Paese complicato, non c’è che dire. Si dice che i cambogiani siano super-individualisti, ma lì si è fatto il tentativo più mostruoso, violento e astratto di negazione dell’individuo. Persino i matrimoni venivano imposti a caso - un altro ossimoro. E’ una fesseria, probabilmente, ma per un momento penso che solo una popolazione votata al delirio poteva dar luogo a quella stupefacente visione fatta forma e materia che è Angkor. Delirio di onnipotenza, ma delirio visionario di sicuro, grandezza impareggiabile dell’immaginazione. A essere perfidamente generosi, nel delirio criminale di Pol Pot c’era il disegno di una perfezione sociale, quale che fosse, ma insomma la fabbricazione di un sistema immanente - impossibile e perciò stesso delirante – in cui gli umani fossero ridotti con la violenza alla regola costruttiva di un disegno: gli uomini come frammenti della laterite che impasta l’Angkor Wat, inerti automi ridotti a blocchi di pietra come quelli che compongono una delle più straordinarie concezioni architettoniche della storia. Va dato atto a Pol Pot che il suo totalitarismo era, come dire, filologicamente meno esatto di quello nazista, ma di sicuro più stringente.

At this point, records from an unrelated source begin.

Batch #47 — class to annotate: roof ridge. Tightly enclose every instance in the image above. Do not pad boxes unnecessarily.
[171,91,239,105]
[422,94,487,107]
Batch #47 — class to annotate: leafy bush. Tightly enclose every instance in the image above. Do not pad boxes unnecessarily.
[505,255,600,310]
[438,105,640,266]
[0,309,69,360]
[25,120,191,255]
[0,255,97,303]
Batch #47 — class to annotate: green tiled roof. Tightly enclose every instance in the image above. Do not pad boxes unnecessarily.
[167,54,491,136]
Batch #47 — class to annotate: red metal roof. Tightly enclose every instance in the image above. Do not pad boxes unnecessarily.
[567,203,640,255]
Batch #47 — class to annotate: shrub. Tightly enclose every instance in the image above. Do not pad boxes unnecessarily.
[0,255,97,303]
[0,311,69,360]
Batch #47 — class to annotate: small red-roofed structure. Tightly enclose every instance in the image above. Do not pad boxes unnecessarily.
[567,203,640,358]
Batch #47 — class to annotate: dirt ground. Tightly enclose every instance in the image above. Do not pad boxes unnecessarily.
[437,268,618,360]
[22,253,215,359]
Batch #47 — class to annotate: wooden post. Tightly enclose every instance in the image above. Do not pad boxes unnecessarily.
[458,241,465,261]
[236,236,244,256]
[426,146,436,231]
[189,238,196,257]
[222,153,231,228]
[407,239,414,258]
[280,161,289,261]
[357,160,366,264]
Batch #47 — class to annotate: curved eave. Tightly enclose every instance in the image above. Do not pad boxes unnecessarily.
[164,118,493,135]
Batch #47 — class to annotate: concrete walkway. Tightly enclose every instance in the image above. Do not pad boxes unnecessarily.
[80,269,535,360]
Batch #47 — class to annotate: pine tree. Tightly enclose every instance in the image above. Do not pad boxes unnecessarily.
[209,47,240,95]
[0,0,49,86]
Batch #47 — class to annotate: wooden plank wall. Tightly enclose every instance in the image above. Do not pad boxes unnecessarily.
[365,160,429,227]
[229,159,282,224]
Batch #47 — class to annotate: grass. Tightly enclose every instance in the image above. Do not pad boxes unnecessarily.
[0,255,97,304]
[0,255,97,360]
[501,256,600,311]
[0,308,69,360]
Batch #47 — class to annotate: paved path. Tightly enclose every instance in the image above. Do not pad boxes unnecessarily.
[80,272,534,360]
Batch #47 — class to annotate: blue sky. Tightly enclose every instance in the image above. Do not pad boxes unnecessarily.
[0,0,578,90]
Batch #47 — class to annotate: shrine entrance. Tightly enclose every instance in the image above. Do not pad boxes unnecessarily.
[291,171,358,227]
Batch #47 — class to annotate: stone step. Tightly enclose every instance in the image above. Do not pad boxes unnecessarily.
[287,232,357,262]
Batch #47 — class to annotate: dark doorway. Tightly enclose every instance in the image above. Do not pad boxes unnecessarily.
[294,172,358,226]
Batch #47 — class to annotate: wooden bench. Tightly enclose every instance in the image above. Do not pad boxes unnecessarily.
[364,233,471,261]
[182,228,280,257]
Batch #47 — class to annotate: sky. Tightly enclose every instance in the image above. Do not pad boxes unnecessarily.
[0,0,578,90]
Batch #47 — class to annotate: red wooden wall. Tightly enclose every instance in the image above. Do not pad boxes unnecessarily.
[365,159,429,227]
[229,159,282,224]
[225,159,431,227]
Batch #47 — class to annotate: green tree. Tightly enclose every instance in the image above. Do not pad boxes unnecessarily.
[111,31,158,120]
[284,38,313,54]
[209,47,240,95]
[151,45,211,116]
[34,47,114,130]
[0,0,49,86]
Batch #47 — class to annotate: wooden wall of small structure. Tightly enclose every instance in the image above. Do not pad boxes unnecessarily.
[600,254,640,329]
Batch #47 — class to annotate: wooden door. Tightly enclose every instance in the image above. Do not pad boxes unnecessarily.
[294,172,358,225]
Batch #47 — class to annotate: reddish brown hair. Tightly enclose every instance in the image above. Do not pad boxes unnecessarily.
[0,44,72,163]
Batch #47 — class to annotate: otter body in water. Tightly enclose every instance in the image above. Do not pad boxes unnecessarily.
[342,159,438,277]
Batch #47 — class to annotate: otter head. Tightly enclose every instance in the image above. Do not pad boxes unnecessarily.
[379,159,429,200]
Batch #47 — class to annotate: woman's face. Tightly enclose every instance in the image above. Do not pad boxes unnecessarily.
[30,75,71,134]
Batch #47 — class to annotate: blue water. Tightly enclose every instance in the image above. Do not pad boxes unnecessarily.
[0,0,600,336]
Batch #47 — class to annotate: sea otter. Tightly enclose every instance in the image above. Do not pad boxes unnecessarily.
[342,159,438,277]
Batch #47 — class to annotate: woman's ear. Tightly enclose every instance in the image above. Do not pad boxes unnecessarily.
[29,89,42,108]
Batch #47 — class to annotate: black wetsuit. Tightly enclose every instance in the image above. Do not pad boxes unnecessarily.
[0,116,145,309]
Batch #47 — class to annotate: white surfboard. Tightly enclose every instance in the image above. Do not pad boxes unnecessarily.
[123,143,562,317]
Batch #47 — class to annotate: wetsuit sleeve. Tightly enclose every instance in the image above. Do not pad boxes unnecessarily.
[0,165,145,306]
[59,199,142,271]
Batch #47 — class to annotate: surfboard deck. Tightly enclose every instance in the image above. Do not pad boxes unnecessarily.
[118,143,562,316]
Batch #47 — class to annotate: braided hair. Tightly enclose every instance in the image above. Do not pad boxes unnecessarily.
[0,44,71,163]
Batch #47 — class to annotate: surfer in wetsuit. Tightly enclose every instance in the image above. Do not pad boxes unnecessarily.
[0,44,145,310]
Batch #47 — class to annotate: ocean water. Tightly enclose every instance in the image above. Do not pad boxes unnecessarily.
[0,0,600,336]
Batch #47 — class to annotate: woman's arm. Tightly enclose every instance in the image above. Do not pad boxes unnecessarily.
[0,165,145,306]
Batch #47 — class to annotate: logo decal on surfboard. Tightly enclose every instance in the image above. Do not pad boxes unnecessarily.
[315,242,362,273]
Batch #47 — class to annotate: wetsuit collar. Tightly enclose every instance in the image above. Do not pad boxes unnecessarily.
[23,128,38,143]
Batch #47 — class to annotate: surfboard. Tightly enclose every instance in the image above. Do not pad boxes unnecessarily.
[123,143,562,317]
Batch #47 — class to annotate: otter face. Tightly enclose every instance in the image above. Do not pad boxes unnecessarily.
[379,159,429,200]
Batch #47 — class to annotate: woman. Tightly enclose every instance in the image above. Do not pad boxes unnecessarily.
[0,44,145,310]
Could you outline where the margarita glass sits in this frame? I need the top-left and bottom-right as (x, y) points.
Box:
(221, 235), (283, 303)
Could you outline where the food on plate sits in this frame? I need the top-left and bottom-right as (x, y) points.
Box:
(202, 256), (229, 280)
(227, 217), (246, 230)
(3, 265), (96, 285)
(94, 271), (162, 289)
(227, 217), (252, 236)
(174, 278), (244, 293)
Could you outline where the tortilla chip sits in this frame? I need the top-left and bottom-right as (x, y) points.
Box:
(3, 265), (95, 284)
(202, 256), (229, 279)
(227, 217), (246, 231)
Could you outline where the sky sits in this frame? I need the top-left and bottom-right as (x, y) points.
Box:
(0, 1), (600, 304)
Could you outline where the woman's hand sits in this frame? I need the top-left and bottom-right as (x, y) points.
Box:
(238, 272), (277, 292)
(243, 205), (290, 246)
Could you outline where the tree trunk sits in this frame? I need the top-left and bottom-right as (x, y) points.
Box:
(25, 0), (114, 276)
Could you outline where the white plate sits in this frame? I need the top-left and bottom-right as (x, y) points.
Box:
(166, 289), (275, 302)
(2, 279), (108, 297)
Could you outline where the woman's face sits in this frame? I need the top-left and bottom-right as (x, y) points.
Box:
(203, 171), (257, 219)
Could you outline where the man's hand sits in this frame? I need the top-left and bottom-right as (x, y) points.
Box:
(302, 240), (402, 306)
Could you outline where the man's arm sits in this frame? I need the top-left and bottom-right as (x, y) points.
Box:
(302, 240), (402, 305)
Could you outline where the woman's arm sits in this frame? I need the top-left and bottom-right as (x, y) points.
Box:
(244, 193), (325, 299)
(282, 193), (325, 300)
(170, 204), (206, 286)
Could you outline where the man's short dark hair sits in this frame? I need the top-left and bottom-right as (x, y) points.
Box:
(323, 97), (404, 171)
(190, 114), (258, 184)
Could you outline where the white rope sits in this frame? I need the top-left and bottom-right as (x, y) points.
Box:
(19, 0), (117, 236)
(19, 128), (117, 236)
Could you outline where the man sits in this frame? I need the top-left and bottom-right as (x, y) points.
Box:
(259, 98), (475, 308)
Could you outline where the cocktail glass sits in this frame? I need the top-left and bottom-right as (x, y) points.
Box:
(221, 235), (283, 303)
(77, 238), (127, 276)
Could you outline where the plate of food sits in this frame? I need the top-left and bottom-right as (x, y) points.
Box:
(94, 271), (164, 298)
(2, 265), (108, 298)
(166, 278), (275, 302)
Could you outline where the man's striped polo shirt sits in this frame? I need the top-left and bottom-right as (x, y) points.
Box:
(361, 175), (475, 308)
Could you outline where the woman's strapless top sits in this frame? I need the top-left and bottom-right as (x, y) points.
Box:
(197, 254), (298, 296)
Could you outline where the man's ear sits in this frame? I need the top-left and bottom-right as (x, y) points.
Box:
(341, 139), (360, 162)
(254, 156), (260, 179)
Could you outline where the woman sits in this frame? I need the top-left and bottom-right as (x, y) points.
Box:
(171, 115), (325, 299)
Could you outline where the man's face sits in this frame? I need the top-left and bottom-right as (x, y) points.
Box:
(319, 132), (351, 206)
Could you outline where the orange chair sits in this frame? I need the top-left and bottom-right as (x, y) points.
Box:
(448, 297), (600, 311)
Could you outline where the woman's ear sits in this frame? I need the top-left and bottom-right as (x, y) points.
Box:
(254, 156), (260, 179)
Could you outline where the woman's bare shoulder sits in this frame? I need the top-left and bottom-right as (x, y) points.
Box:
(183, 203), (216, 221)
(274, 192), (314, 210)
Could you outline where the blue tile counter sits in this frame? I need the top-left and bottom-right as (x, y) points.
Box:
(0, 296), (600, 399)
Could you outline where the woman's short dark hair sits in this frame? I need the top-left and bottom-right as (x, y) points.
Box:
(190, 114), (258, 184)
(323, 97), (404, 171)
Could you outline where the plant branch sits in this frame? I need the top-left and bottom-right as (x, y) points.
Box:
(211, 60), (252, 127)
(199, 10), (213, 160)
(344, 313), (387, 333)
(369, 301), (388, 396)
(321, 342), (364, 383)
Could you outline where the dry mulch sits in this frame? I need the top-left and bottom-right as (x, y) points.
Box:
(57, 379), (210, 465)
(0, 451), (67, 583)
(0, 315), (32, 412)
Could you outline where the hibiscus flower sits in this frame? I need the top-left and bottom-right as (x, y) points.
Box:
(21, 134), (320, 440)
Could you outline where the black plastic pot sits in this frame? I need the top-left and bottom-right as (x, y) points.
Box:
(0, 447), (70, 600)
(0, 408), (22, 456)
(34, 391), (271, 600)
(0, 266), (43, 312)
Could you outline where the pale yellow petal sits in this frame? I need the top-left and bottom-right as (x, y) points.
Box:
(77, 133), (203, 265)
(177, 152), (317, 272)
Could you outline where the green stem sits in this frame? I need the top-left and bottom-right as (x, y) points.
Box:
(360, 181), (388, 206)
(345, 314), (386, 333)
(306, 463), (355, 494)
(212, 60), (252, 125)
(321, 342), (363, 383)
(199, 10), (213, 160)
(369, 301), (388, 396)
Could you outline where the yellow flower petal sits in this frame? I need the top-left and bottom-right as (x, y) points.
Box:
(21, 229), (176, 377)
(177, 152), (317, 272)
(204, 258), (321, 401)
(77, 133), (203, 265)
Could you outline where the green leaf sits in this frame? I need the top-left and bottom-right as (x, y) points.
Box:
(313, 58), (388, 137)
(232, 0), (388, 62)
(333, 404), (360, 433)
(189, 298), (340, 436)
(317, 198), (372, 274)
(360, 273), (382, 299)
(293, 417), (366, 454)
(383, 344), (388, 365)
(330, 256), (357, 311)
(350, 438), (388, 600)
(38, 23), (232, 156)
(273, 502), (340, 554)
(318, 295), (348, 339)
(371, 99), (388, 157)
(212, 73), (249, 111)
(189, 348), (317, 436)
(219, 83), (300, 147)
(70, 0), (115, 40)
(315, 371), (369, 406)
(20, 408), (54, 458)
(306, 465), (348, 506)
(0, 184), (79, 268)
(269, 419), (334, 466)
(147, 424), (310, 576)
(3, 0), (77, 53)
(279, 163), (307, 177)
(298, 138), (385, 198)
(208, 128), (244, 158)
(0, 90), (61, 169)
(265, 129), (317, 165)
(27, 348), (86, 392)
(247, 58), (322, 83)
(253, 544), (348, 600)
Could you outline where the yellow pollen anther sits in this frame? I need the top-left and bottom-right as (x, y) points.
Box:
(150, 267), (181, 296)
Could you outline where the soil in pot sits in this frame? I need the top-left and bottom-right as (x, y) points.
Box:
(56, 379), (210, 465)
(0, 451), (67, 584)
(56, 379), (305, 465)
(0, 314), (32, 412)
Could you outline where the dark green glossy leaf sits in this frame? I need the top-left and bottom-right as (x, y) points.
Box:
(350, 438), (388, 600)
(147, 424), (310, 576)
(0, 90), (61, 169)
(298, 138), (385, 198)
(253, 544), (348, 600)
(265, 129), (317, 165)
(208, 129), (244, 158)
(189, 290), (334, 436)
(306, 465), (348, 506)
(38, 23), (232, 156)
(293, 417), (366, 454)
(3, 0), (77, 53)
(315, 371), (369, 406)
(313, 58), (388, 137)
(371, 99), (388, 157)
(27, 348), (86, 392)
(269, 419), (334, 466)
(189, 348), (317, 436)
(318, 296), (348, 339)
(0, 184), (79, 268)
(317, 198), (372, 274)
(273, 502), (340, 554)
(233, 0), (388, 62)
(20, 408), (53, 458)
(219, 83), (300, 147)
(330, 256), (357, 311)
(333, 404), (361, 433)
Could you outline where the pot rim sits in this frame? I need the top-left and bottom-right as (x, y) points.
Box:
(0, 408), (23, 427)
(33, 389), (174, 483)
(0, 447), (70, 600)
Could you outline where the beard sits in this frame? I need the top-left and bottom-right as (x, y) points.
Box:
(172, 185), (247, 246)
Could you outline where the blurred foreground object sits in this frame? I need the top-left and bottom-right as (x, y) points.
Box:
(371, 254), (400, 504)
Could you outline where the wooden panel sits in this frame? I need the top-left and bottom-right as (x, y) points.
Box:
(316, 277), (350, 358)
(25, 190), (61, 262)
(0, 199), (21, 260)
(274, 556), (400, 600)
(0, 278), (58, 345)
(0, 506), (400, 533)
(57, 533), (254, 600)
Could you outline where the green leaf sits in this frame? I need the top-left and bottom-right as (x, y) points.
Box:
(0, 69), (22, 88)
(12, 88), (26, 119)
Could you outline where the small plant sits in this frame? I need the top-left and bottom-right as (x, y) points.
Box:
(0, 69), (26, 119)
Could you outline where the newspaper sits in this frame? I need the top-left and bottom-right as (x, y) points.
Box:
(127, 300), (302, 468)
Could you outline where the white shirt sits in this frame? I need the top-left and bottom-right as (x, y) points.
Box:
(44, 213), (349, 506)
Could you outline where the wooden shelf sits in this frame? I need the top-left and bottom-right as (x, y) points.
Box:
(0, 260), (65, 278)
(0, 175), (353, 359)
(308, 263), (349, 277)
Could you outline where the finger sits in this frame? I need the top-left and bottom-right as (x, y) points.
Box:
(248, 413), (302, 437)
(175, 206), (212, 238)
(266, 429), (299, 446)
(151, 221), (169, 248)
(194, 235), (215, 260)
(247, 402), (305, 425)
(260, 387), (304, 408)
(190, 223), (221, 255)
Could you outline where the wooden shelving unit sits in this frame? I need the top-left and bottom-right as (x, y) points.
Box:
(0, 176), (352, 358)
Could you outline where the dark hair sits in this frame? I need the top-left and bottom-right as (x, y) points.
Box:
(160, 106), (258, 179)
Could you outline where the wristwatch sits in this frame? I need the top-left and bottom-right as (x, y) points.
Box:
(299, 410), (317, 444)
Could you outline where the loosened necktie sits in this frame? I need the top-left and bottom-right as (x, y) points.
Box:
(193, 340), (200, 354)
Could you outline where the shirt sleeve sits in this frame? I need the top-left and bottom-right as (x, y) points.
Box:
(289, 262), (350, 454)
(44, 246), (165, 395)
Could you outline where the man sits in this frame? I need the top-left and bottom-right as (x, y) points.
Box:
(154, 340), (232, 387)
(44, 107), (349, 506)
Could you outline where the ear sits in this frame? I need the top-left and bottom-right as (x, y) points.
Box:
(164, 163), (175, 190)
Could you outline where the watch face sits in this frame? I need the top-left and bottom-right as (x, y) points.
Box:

E di nuovo, vengono in mente i volti delle bambine cambogiane – l’eleganza naturale e inavvertita (non il frutto di una complicata sofisticazione intellettuale: insomma ragazzi, qui non c’è trucco), la leggerezza appena indolente nella camminata di corpi di morti di fame bellissimi, e ti chiedi attraverso quale filogenesi si sia giunti a tale perfezione, perché proprio qui, in questa parte di mondo. A colpire, poi, nella prigione di Tuol Sleng, è l’ossessività nomenclatoria con cui gli aguzzini schedavano le loro vittime. Le facce fotografate perlopiù sono attonite, terrorizzate; ma a volte esibiscono incongrui sorrisi, perlopiù in qualche ragazzino che probabilmente fa un ultimo tentativo di ottenere clemenza.

Non si contano le donne, colpevoli, al minimo, di essere sposate con gente malvista. Il cartellino numerato sul petto, anche loro. E i bambini, molti neppure decenni, delle cui colpevolezze sapevano solo le menti superiori di chi andava fabbricando a colpi d’ascia l’Uomo Nuovo. Le mani quasi sempre dietro la schiena; a volte invece nascoste dentro fasciature che avvolgono entrambe le braccia. Assieme ai temporaneamente vivi, i burocrati della prigione non mancavano di fotografare chi per le torture moriva prima di essere trasferito al campo di sterminio di Choeung Ek. Se a Tuol Sleng, non le celle o gli strumenti di tortura, ma la visione di quei volti, le migliaia di fotografie di morituri o già crepati per le torture (corpi mutilati, scuoiati, carbonizzati) ti lascia tutta la sera senza aprire bocca, davanti allo stupa di Choeung Ek che conserva i teschi dentro teche di vetro su più piani, davanti a questa cruda rappresentazione della morte in serie, ti chiedi non tanto se tutto questo serva a ricordare o a fare - nel caso qui specifico – trascurabile business ma una cosa forse più oziosa ma molto insistente nel suo rumore di fondo; ossia se serva ad ammonire lo spettatore o piuttosto a consolarlo, a rassicurarlo che a lui tutto questo non accadrà mai, a farlo sentire ingannevolmente migliore.